20. The system of claim 16 wherein the mitral valve reduction device further comprises a wire disposed within a lumen of the elongate member, the wire attached to a distal end of the elongate member and extending throughout the length of the elongate member.
21. The system of claim 20 wherein the mitral valve reduction device further comprises an at least one locking mechanism.
22. The system of claim 21 wherein the at least one locking mechanism comprises at least one barb positioned to contact a wire disposed within a lumen of the elongate member.
23. The system of claim 20 wherein the wire comprises a proximal end having a release device disposed thereon.
24. The system of claim 23 wherein the release device comprises an opening defined by the proximal end and a tether disposed within the opening.

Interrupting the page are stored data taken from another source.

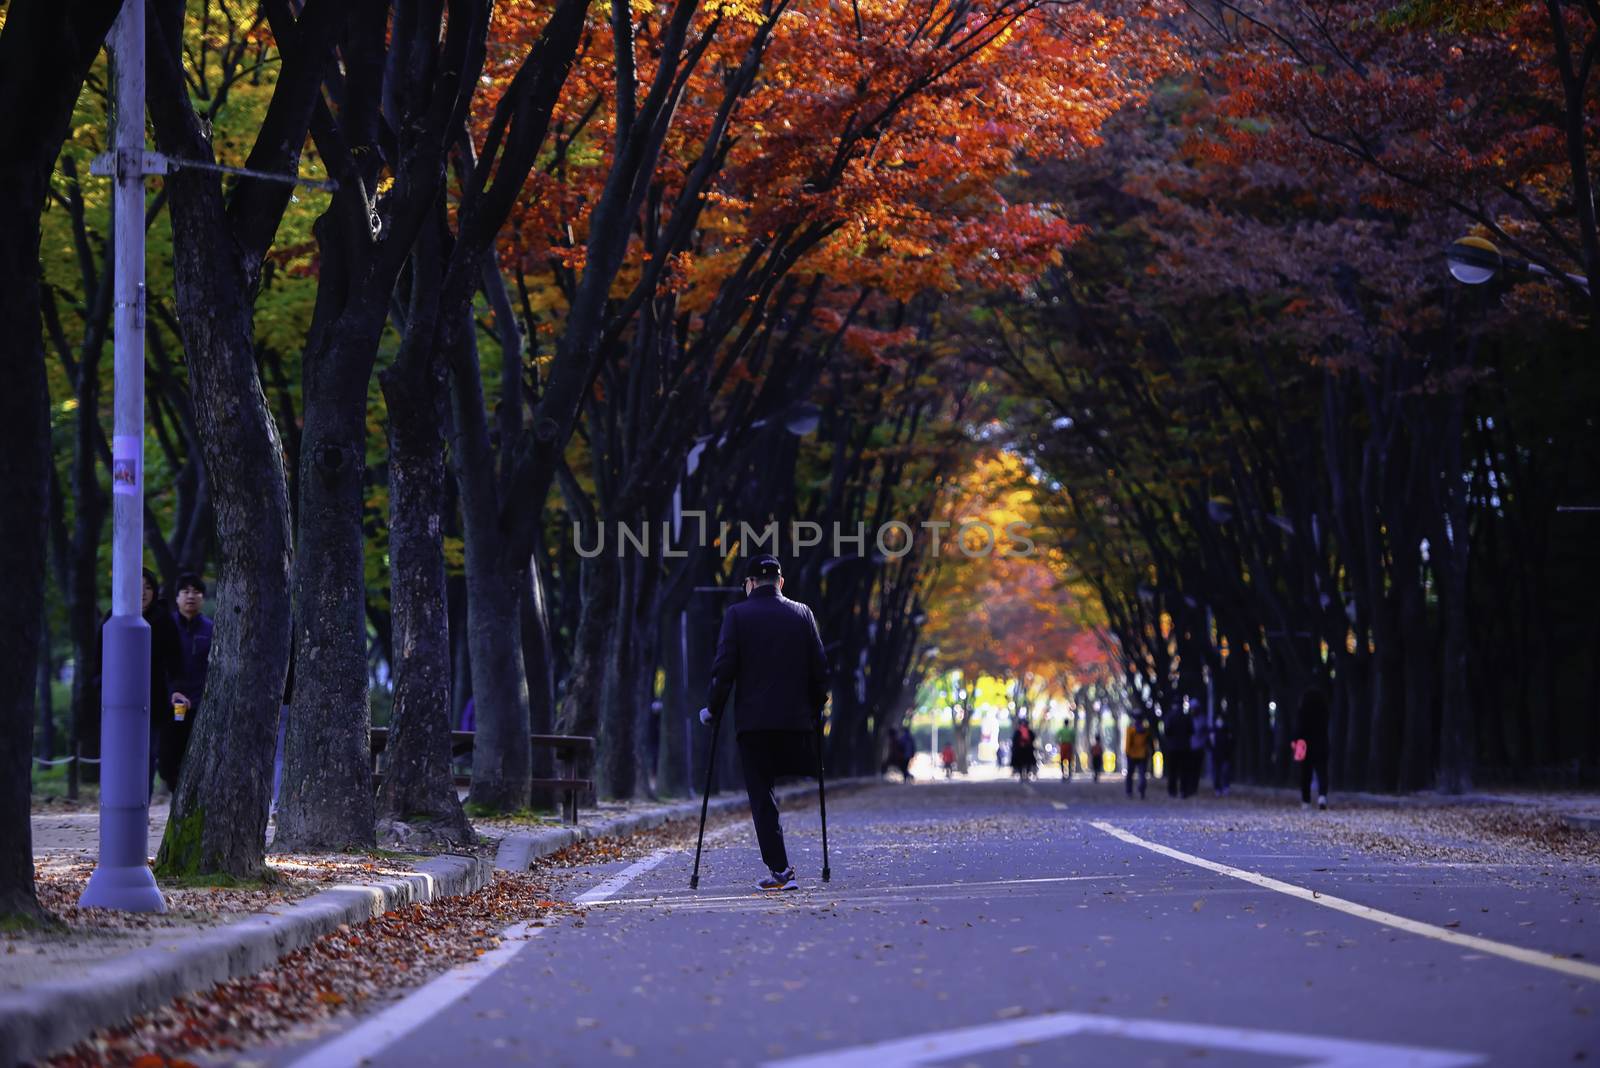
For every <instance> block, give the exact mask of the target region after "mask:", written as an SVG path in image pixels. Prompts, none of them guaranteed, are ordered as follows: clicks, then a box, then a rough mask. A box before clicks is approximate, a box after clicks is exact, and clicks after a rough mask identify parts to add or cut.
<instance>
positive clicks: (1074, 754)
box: [1056, 713, 1078, 782]
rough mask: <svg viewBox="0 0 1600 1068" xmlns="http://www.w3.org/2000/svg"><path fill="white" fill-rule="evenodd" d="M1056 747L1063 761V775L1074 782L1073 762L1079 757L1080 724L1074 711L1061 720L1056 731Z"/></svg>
mask: <svg viewBox="0 0 1600 1068" xmlns="http://www.w3.org/2000/svg"><path fill="white" fill-rule="evenodd" d="M1056 747H1058V748H1059V753H1056V758H1058V759H1059V761H1061V777H1062V779H1066V780H1067V782H1072V764H1074V763H1077V758H1078V724H1077V723H1074V719H1072V713H1067V718H1066V719H1062V721H1061V729H1059V731H1056Z"/></svg>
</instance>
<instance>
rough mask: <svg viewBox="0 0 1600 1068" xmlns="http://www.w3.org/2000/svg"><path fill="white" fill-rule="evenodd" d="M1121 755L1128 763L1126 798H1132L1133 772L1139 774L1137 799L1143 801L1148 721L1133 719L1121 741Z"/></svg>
mask: <svg viewBox="0 0 1600 1068" xmlns="http://www.w3.org/2000/svg"><path fill="white" fill-rule="evenodd" d="M1122 755H1123V758H1125V759H1126V761H1128V796H1130V798H1131V796H1133V772H1134V771H1138V772H1139V799H1141V801H1142V799H1144V780H1146V775H1147V774H1149V767H1150V721H1149V719H1144V718H1142V716H1141V718H1139V719H1134V721H1133V723H1130V724H1128V732H1126V734H1125V735H1123V739H1122Z"/></svg>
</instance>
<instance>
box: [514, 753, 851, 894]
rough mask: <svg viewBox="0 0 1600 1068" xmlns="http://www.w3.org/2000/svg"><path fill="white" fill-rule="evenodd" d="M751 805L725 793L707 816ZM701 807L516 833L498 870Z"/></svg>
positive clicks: (661, 820) (693, 815)
mask: <svg viewBox="0 0 1600 1068" xmlns="http://www.w3.org/2000/svg"><path fill="white" fill-rule="evenodd" d="M875 782H880V780H878V779H877V777H872V775H862V777H858V779H840V780H838V782H834V780H829V783H827V791H829V793H835V791H837V793H848V791H851V790H859V788H862V787H867V785H872V783H875ZM776 793H778V801H779V803H782V801H790V799H794V798H810V796H813V795H816V783H814V782H802V783H795V785H790V787H779V788H778V791H776ZM747 804H749V799H747V798H746V796H744V795H742V793H723V795H717V796H714V798H712V799H710V804H709V806H707V812H709V814H712V815H720V814H723V812H736V811H742V809H744V807H746V806H747ZM699 806H701V803H699V801H683V803H678V804H672V806H667V807H662V809H656V811H653V812H637V814H634V815H621V817H616V819H610V820H600V822H598V823H592V825H589V827H552V828H549V830H538V831H512V833H510V835H507V836H506V838H502V839H501V844H499V849H498V851H496V854H494V867H496V868H499V870H501V871H526V870H528V868H531V867H533V862H534V860H538V859H539V857H549V855H550V854H554V852H560V851H562V849H566V847H568V846H573V844H576V843H581V841H590V839H594V838H621V836H624V835H637V833H638V831H648V830H651V828H654V827H661V825H662V823H669V822H672V820H698V819H699Z"/></svg>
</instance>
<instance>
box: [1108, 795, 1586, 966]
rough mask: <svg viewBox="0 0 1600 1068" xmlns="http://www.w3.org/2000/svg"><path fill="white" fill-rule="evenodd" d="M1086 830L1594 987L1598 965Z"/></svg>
mask: <svg viewBox="0 0 1600 1068" xmlns="http://www.w3.org/2000/svg"><path fill="white" fill-rule="evenodd" d="M1090 825H1091V827H1094V828H1098V830H1102V831H1106V833H1107V835H1110V836H1112V838H1120V839H1122V841H1125V843H1128V844H1130V846H1139V847H1141V849H1149V851H1150V852H1158V854H1162V855H1163V857H1171V859H1173V860H1182V862H1184V863H1190V865H1194V867H1197V868H1205V870H1206V871H1216V873H1218V875H1226V876H1229V878H1234V879H1243V881H1245V883H1250V884H1253V886H1259V887H1262V889H1267V891H1277V892H1278V894H1286V895H1288V897H1298V899H1299V900H1302V902H1310V903H1312V905H1322V907H1323V908H1331V910H1334V911H1339V913H1346V915H1349V916H1355V918H1357V919H1366V921H1370V923H1374V924H1382V926H1384V927H1394V929H1395V931H1405V932H1406V934H1414V935H1422V937H1424V938H1434V940H1435V942H1445V943H1448V945H1453V946H1458V948H1462V950H1472V951H1475V953H1491V954H1494V956H1502V958H1506V959H1507V961H1517V962H1518V964H1533V966H1534V967H1542V969H1547V970H1552V972H1560V974H1563V975H1573V977H1576V978H1587V980H1590V982H1597V983H1600V964H1589V962H1586V961H1573V959H1570V958H1565V956H1555V954H1554V953H1544V951H1541V950H1525V948H1522V946H1517V945H1507V943H1504V942H1494V940H1491V938H1482V937H1478V935H1467V934H1461V932H1458V931H1450V929H1448V927H1438V926H1435V924H1426V923H1421V921H1418V919H1406V918H1405V916H1397V915H1395V913H1386V911H1382V910H1381V908H1370V907H1366V905H1357V903H1355V902H1347V900H1344V899H1342V897H1333V895H1331V894H1323V892H1322V891H1310V889H1307V887H1304V886H1296V884H1293V883H1285V881H1282V879H1274V878H1272V876H1267V875H1261V873H1258V871H1246V870H1245V868H1232V867H1229V865H1226V863H1218V862H1216V860H1206V859H1205V857H1195V855H1194V854H1187V852H1182V851H1181V849H1173V847H1171V846H1162V844H1158V843H1152V841H1147V839H1144V838H1139V836H1138V835H1133V833H1130V831H1125V830H1122V828H1120V827H1114V825H1110V823H1106V822H1104V820H1093V822H1091V823H1090Z"/></svg>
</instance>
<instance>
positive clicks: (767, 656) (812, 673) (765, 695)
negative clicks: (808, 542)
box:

25. A mitral valve reduction device comprising: an elongate member having a first position wherein in the first position, the elongate member has a first radius of curvature, a second position wherein in the second position the elongate member has a second radius of curvature less than the first radius of curvature, and a bending mechanism configured to move the elongate member from the first position to the second position; and a coating on the elongate member, wherein the coating comprises a tissue response promoter for promoting a tissue response adjacent the elongate member.
26. The mitral valve reduction device of claim 25 wherein the coating comprises a tissue growth promoter.
27. The mitral valve reduction device of claim 25 wherein the coating comprises a tissue inflammation promoter.
28. A mitral valve reduction device comprising: an elongate member having a first position wherein in the first position, the elongate member has a first radius of curvature and a second position wherein in the second position the elongate member has a second radius of curvature less than the first radius of curvature; an end comprising a tissue engaging element configured to engage the heart within the atrioventricular groove.
29. The mitral valve reduction device of claim 28 wherein the tissue engaging element comprises at least one finger member extending from the end of the elongate member.
30. The mitral valve reduction device of claim 28 further comprising: a bending mechanism configured to move the elongate member from the first position to the second position.